Stars like SN 2025pht are what astronomers call red supergiants, which are massive stars in the final stage of their lives. When their cores run out of fuel, gravity crushes them inward, triggering supernovae that leave behind a neutron star or black hole.

The best-known example of such a star is Betelgeuse, the bright red shoulder of Orion and the closest known red supergiant, which is speculated to explode within the next 10,000 to 100,000 years.

Astronomers have long puzzled over the apparent lack of luminous red supergiant stars in pre-explosion images, even though models predict that these stars should dominate the population of core-collapse supernova progenitors.

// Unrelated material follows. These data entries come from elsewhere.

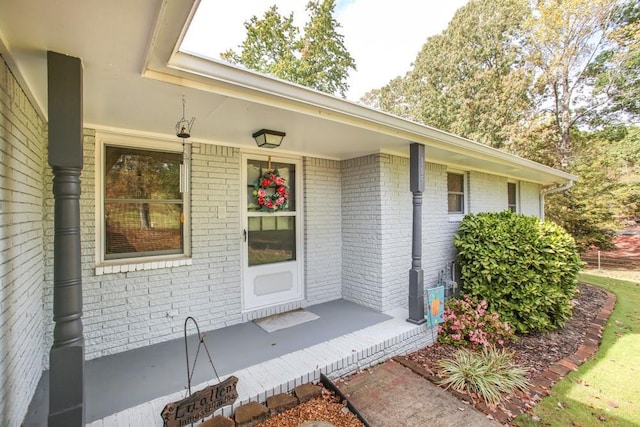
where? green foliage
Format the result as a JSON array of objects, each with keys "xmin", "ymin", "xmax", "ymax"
[
  {"xmin": 363, "ymin": 0, "xmax": 532, "ymax": 147},
  {"xmin": 438, "ymin": 295, "xmax": 515, "ymax": 347},
  {"xmin": 440, "ymin": 347, "xmax": 528, "ymax": 405},
  {"xmin": 454, "ymin": 211, "xmax": 582, "ymax": 333},
  {"xmin": 220, "ymin": 0, "xmax": 356, "ymax": 96},
  {"xmin": 545, "ymin": 126, "xmax": 640, "ymax": 251}
]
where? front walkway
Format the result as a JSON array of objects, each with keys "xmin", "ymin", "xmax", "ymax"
[{"xmin": 24, "ymin": 300, "xmax": 436, "ymax": 427}]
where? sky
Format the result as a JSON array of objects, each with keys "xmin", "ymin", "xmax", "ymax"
[{"xmin": 181, "ymin": 0, "xmax": 468, "ymax": 101}]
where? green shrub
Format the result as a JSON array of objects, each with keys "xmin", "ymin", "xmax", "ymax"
[
  {"xmin": 440, "ymin": 347, "xmax": 528, "ymax": 405},
  {"xmin": 438, "ymin": 295, "xmax": 515, "ymax": 347},
  {"xmin": 454, "ymin": 211, "xmax": 582, "ymax": 333}
]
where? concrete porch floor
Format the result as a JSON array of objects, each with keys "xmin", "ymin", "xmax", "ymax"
[{"xmin": 23, "ymin": 300, "xmax": 435, "ymax": 427}]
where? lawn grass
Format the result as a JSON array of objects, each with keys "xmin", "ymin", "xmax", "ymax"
[{"xmin": 514, "ymin": 274, "xmax": 640, "ymax": 427}]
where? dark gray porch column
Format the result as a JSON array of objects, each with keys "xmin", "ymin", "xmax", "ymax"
[
  {"xmin": 47, "ymin": 52, "xmax": 84, "ymax": 427},
  {"xmin": 407, "ymin": 143, "xmax": 425, "ymax": 325}
]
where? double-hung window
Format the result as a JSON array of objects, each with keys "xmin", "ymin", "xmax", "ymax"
[
  {"xmin": 97, "ymin": 134, "xmax": 190, "ymax": 265},
  {"xmin": 447, "ymin": 172, "xmax": 465, "ymax": 215},
  {"xmin": 507, "ymin": 182, "xmax": 518, "ymax": 212}
]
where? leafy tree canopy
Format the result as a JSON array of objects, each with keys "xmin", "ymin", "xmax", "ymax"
[
  {"xmin": 220, "ymin": 0, "xmax": 356, "ymax": 97},
  {"xmin": 363, "ymin": 0, "xmax": 532, "ymax": 147}
]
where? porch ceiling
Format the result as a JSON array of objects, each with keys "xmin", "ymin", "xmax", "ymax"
[{"xmin": 0, "ymin": 0, "xmax": 575, "ymax": 185}]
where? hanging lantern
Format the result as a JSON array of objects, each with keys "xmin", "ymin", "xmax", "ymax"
[{"xmin": 176, "ymin": 96, "xmax": 196, "ymax": 139}]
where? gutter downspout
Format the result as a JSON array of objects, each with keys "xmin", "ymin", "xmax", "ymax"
[{"xmin": 540, "ymin": 179, "xmax": 573, "ymax": 221}]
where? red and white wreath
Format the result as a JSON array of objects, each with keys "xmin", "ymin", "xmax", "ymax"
[{"xmin": 253, "ymin": 169, "xmax": 289, "ymax": 212}]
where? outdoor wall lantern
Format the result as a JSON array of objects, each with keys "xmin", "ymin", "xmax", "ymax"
[
  {"xmin": 253, "ymin": 129, "xmax": 286, "ymax": 148},
  {"xmin": 176, "ymin": 96, "xmax": 196, "ymax": 139}
]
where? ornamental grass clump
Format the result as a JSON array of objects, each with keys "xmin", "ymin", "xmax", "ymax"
[
  {"xmin": 438, "ymin": 295, "xmax": 516, "ymax": 347},
  {"xmin": 439, "ymin": 346, "xmax": 529, "ymax": 405}
]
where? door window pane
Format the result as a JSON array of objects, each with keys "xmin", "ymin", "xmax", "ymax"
[{"xmin": 248, "ymin": 216, "xmax": 296, "ymax": 266}]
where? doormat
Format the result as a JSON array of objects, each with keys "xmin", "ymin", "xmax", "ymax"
[{"xmin": 253, "ymin": 308, "xmax": 320, "ymax": 333}]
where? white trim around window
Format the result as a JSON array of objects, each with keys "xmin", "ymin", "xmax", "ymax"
[
  {"xmin": 95, "ymin": 132, "xmax": 192, "ymax": 275},
  {"xmin": 447, "ymin": 169, "xmax": 469, "ymax": 222},
  {"xmin": 507, "ymin": 181, "xmax": 520, "ymax": 213}
]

The new results suggest that many may simply be hidden behind thick layers of dust, rendering them invisible to optical telescopes.

"I've been arguing in favor of that interpretation, but even I didn't expect to see such an extreme example as SN2025pht," Kilpatrick said.

The team also found that the dust around the progenitor star was unusually rich in carbon, rather than the silicate-based dust typically seen in red supergiants. This may indicate that powerful convection deep inside the star dredged up carbon from its core during its final years, changing its chemistry just before it blew apart, the study notes.

Beyond solving an old mystery, the discovery opens a new window into the life cycles of massive stars, researchers say. With JWST and the upcoming Nancy Grace Roman Space Telescope, astronomers will be able to track more of these hidden giants in their final moments.

"With the launch of JWST and upcoming Roman launch, this is an exciting time to study massive stars and supernova progenitors," Kilpatrick said in the statement. "The quality of data and new findings we will make will exceed anything observed in the past 30 years."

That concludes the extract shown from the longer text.